Er was eens een kleine regendruppel die vond dat hij lang genoeg in de wolken had gespeeld, dus hij zei dat hij naar de aarde zou gaan om te zien wat voor goeds hij daar kon doen. Dus hij ging.
Terwijl de regendruppel viel, ging hij door een wolk die erg koud was, en deze kleine regendruppel, in plaats van samen te krimpen zoals we doen als we het koud hebben, strekte zich uit en strekte zich uit totdat hij niet meer rond was, maar lang was geworden.
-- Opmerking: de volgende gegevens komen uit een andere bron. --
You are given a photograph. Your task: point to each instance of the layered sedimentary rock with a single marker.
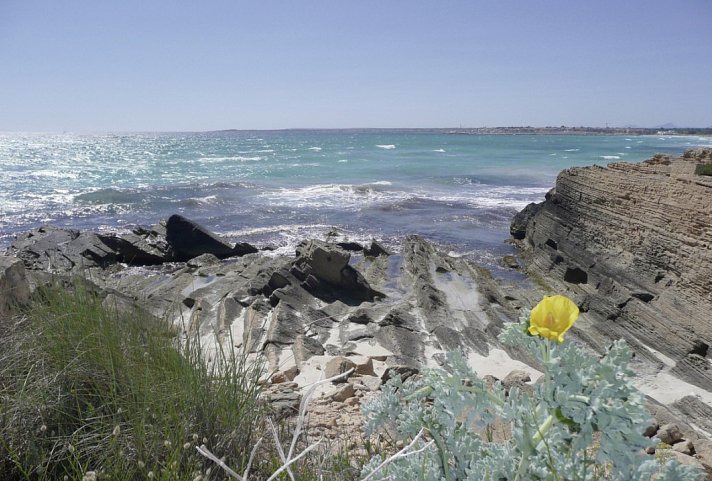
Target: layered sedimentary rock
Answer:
(632, 243)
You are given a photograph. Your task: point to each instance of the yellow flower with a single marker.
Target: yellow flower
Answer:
(552, 317)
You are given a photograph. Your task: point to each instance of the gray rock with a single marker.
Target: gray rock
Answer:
(364, 366)
(371, 383)
(652, 429)
(14, 287)
(695, 411)
(52, 249)
(375, 249)
(404, 372)
(686, 460)
(140, 247)
(325, 272)
(518, 228)
(703, 453)
(510, 262)
(282, 399)
(343, 393)
(203, 260)
(338, 365)
(670, 434)
(644, 266)
(516, 377)
(305, 347)
(685, 447)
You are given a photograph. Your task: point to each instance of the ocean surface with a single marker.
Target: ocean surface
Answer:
(278, 187)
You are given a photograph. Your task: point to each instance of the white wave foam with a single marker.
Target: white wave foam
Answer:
(344, 196)
(207, 200)
(54, 174)
(240, 158)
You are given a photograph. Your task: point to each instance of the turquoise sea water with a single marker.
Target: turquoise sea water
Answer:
(275, 188)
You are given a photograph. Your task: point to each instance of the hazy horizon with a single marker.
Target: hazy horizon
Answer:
(162, 67)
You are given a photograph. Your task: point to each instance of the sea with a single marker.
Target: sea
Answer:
(276, 188)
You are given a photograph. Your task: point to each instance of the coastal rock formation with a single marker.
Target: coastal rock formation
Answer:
(632, 244)
(14, 287)
(375, 308)
(188, 239)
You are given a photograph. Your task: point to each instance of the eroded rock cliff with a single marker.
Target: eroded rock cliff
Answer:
(632, 243)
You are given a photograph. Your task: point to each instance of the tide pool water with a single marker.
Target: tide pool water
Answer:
(276, 188)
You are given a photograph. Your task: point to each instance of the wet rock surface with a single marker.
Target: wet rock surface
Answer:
(632, 245)
(393, 313)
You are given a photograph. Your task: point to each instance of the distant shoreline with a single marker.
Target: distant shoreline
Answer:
(504, 130)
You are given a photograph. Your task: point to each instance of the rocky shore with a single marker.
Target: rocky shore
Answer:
(630, 243)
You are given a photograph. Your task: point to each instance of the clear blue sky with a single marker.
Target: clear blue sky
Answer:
(128, 65)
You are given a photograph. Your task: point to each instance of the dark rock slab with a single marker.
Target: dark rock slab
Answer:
(188, 239)
(14, 287)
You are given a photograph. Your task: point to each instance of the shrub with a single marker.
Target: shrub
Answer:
(85, 389)
(583, 422)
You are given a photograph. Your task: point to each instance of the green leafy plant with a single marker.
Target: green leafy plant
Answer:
(583, 422)
(87, 388)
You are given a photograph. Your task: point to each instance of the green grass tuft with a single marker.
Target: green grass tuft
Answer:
(85, 388)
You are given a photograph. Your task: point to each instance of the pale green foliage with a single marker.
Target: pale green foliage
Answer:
(583, 422)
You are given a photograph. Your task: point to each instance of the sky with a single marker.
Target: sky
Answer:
(178, 65)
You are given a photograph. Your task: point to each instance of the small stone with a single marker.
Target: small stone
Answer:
(490, 381)
(403, 371)
(371, 383)
(364, 366)
(517, 379)
(510, 262)
(652, 429)
(343, 393)
(684, 447)
(687, 460)
(338, 365)
(291, 373)
(375, 250)
(517, 376)
(670, 433)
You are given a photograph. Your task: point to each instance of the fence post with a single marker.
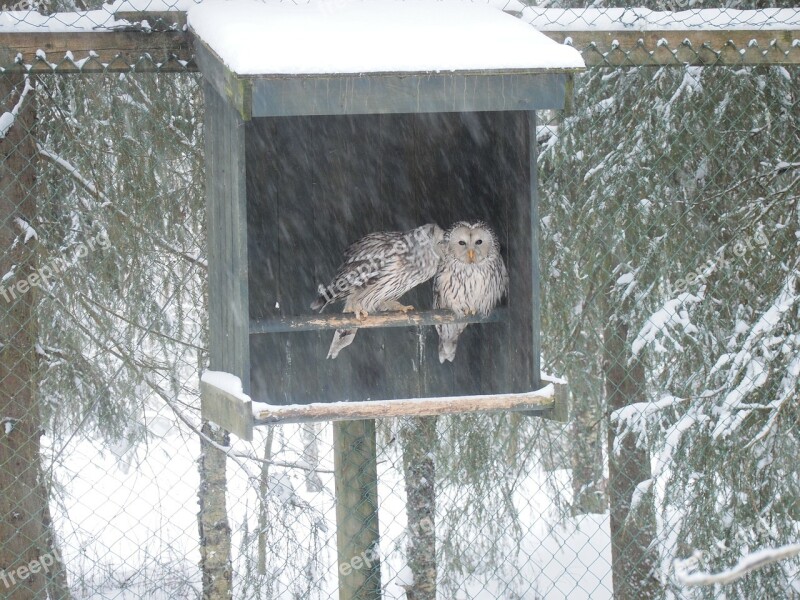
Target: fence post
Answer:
(357, 535)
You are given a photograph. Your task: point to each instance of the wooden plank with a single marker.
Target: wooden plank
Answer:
(540, 400)
(227, 244)
(357, 529)
(236, 90)
(342, 321)
(172, 52)
(388, 93)
(227, 410)
(101, 51)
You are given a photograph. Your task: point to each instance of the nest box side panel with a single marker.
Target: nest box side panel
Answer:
(227, 244)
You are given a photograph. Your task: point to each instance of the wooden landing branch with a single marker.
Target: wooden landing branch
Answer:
(343, 321)
(541, 400)
(232, 412)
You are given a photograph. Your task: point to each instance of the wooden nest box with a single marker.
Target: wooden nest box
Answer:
(325, 124)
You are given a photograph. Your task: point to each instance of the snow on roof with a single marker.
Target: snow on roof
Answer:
(372, 36)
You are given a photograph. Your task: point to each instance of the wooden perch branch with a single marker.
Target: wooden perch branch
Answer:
(344, 321)
(542, 399)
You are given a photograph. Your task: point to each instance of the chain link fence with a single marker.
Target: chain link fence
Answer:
(670, 256)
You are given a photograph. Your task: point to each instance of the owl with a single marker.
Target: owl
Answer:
(377, 270)
(471, 278)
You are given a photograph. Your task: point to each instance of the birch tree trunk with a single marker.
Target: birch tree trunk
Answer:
(215, 531)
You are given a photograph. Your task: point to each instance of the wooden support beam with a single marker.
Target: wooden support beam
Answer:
(346, 320)
(541, 400)
(355, 467)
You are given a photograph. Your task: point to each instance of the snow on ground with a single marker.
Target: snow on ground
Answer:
(127, 524)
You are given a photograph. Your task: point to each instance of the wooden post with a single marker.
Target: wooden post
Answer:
(357, 535)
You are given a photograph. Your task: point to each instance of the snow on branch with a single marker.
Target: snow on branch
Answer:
(686, 574)
(7, 118)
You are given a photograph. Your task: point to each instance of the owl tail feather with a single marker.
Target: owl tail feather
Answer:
(448, 341)
(342, 338)
(447, 349)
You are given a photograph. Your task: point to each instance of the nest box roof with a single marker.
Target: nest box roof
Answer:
(372, 36)
(329, 57)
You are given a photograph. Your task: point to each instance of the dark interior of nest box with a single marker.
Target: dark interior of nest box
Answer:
(315, 184)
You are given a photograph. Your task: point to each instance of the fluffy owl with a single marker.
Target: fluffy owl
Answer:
(471, 278)
(377, 270)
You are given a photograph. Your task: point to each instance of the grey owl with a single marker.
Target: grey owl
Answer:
(471, 279)
(377, 270)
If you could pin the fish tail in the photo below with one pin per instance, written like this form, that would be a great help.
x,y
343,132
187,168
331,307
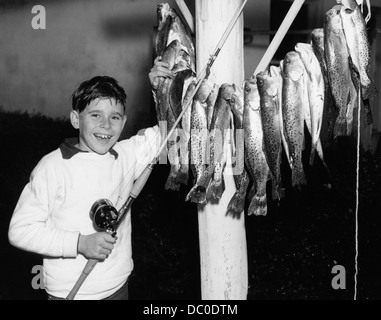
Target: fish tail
x,y
217,188
172,182
298,176
258,205
368,112
236,203
340,128
277,190
370,90
197,194
183,174
312,155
En dun en hard als een naald: en dat was precies wat hij was – een kleine ijsnaald.
Terwijl hij bleef vallen, ontmoette hij een andere ijsnaald, net als zichzelf.
De tweede zei: “Kleine ijsnaald, waar ga je heen?”
“Met beide benen op de grond om te zien wat voor goeds ik kan doen.”
“Ik ga ook”, dus voegde de tweede ijsnaald zich bij de eerste en ze vielen samen.
Al snel ontmoetten ze een derde en die zei: “Kleine ijsnaalden, waar gaan jullie heen?”
“Met beide benen op de grond om te zien wat voor goeds we kunnen doen.”
“Dan ga ik ook.” Dus voegde het zich bij de anderen en ze vielen samen.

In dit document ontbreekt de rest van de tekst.